Oberammergau, 24.6.1959, an Ch. Rumold: „Heute Morgen habe ich in einer Zeitung etwas von Schiller gelesen, nur so ein Wort vom edel sein des Menschen, und mich dabei an eine Radiosendung vom Samstag erinnert, in der der Ansager das Schillerjahr erwähnte und meinte, wenn er sich heute ein Schauspiel von Schiller anhört, dann klingt ihm die Sprache darin wohl gedrechselt und fremd. Aber wir müssen im Gesamtblick auf das Schaffen des Mannes immer anerkennen, daß er in unbändigem Maße die Freiheit von den Diktatoren den Menschen als Ziel vorstellte. / Ich habe mir später gedacht, daß er beinahe ein Gesetz der Freiheit, der Moral in der Freiheit schuf. Im Gegensatz zur Freiheit Goethes. Wie Beethoven gegen Mozart. Und bei der Sprache halte ich ihm zugute, daß er eben seine Speise mit Messer und Gabel ißt. Ich habe mich in Aalen zu sehr von den Umständen beeinflussen lassen und war unmöglich frei für seine Gedanken. Aber Christl, mein Lieb, du hast sicher andere Sorgen im Kopfe als jetzt so etwas.“

Kino, Kino und aufdringliche und englische Mädels

Oberammergau, 2.8.1959, an Ch. Rumold: „Schatz, so ziehen halt die Tage dahin. Ich bin gesund, mal guten, mal schlechten Mutes. Gestern Abend sah ich den Film ‚Wild ist der Wind‚, mit Magnani und einem großartigen Partner, Quinn heißt der Mann. Der Film war so lebensecht, daß er trotz der Magnani Dir sicher auch gefallen hätte. Heute oder morgen sehe ich mir ‚Mit dem Kopf durch die Wand‘ an.“

Oberammergau, 14.8.1959, an Ch. Rumold: „Ja, Christl, die Filme! Das war schön damals in dem Flohkino im Weiherfeld, als wir alles um uns nicht mehr spürten nur noch uns. ‚Mit dem Kopf durch die Wand‚ war köstlich amüsant. Der Lerneifer gemischt mit der Liebe war mir so aus dem Herzen gespielt.
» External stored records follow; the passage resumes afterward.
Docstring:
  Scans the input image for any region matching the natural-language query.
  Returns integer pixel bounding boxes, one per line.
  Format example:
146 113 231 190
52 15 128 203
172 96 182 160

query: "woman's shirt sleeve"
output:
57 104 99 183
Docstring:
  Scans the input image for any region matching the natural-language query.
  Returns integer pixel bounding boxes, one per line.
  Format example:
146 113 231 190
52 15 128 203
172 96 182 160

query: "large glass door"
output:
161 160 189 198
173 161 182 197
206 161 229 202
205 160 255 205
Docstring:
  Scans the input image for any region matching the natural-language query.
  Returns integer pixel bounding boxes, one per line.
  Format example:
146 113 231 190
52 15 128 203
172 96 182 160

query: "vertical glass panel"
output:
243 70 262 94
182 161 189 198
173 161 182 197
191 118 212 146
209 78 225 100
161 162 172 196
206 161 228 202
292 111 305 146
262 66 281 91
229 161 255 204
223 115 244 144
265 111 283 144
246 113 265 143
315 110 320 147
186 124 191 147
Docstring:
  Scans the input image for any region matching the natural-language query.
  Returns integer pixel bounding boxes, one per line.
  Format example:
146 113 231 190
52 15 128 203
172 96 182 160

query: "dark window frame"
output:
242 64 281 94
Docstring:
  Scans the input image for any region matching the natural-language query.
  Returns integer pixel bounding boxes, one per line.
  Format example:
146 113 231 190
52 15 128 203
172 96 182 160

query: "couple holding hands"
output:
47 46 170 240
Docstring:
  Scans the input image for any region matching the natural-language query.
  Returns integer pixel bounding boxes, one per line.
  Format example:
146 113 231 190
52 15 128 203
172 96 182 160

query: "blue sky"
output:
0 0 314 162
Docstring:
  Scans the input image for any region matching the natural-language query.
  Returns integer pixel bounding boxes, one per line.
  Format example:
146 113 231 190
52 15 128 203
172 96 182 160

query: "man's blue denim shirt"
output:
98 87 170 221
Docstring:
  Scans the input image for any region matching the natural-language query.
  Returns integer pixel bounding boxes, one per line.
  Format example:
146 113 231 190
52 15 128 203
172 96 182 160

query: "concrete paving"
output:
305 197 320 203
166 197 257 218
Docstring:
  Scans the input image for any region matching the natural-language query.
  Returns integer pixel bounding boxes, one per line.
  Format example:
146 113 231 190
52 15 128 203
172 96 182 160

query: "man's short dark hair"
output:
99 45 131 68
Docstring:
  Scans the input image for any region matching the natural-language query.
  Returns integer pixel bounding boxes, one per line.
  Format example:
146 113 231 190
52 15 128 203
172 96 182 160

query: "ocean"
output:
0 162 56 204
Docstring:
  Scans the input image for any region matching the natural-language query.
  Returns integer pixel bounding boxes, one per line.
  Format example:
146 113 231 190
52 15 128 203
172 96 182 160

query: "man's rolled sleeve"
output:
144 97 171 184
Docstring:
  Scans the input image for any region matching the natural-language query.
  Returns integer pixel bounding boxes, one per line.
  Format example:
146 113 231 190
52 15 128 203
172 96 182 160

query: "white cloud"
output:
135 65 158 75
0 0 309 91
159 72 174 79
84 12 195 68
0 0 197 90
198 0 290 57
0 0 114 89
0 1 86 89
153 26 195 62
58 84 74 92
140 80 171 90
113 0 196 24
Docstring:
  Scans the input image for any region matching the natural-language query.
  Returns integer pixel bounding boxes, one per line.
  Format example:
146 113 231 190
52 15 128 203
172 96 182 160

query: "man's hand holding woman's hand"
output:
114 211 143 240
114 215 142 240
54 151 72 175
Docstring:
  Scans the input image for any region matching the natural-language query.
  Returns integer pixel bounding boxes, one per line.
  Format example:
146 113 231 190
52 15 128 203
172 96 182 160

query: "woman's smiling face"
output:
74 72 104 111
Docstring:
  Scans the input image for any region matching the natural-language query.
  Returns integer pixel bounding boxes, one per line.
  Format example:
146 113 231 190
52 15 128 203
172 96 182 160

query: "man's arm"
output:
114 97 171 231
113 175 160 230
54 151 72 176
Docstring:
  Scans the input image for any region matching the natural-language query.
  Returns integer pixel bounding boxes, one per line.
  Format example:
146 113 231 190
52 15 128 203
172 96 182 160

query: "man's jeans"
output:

Der Tanzabend, der wippende Fuß von ihm, dann das kurze Hoppsagedrehe und gleich übergehen zu einem zarten Liebkosen zur Musik. Christl, Schatz, Du müßtest unbedingt tanzen können. Ja, und die Charaktere der Erzieher oder besser Fürsorger. / Gefährlich ist es nur jetzt manchmal gewesen, weil so viele Engländer(innen) im Ort sind, die sich durchaus nicht in englischer Zurückgezogenheit benehmen, aber doch nicht das aufdringliche Benehmen unserer Mädels haben. Ich bin da manchmal versucht zu sehen, ob sie so lieb sein können wie die Kleine im Film. Sie sind übrigens alle so schlank gewachsen.“

Der Samstagsfilm

Oberammergau, 17.1.1959, an Ch. Rumold: „Heute Abend war ich mal wieder in meinem Samstagsfilm: ‚Mädchen in Uniform‚. Ich habe ihn skeptisch betrachtet und kam über ein Beobachten der einzelnen Rollen nicht hinaus. Am schönsten war eine Voranzeige ‚Feuerwerk‚. Ach, wie gerne würde ich ihn nochmals mit Dir sehen. Wie die beiden jungen Menschen im Treibhaus standen und der junge Gärtner das Lied sang: ‚Zum ersten Mal verliebt, ja daß es so was gibt, die Nacht ist wie ein Traum …‘ Da gefiel mir die Romy sehr gut. Aber die Lieder von Lilly Palmer standen ihr nicht nach. Ganz anders der Hauptfilm. Na, vielleicht unterhalten wir uns einmal darüber. Es ist ja nicht so wichtig.“

Schifahren

Oberammergau, 11.1.1959, an Ch. Rumold: „Am Samstagmittag gab Karl keine Ruhe und nahm mich mit auf das Schigelände. Ach, es ist mir übel ergangen und ich schimpfte im Stillen über mich, weil ich nicht alleine irgendwohin an einen ruhigen Platz gezogen bin und alleine in Ruhe übte. Auf der Schiabfahrt war trotz des stürmischen Windes und Schneetreibens alles voll Menschen, die normal fahren konnten und ich Anfänger purzelte von einem Sturz in den andern. Ich wurde zwei Stunden lang belacht und bin doch so empfindlich vor dem Verlachtwerden. Karl zeigte mir als: so mußt du’s machen und so und schwingen und stemmen. Aber es gelang halt nicht. / Nun, heute am Sonntag bin ich in der Frühe aufgestiegen, habe meine Bretter geschnappt und mir einen schönen Hügel gesucht. Nicht zu hoch und nicht zu nieder. Die Bahn habe ich mir selbst getreten und siehe, schon bei der ersten Abfahrt gelang mir das links und rechts Kurven recht gut. Es machte mir bald so Spaß, daß ich mir immer wieder sagen mußte, es wäre jetzt schön, wenn Du und Lothar auch dabei wärst und wir gemeinsam die Freude hätten. Zwei Stunden übte ich so eifrig, dann kamen aber immer mehr „Kanonen“ in die Gegend und ich räumte still und zufrieden das Feld. Morgen will ich es wieder so machen und vielleicht jeden Morgen, solang der Schnee liegt. / Nachher konnte ich noch gemütlich schnitzen und Radio hören, bis ich um halb sechs Uhr ins Kino ging. Ja und nachher werde ich noch an einem Kruzifix die Arme leimen und ins Bett gehen.“

Hitlerjunge Berthold R.

Foto aus dem Nachlass von B. R., vermutlich ist er einer der

Foto aus dem Nachlass von Berthold Rumold – vermutlich ist er einer der abgebildeten Blonden und Blauäugigen.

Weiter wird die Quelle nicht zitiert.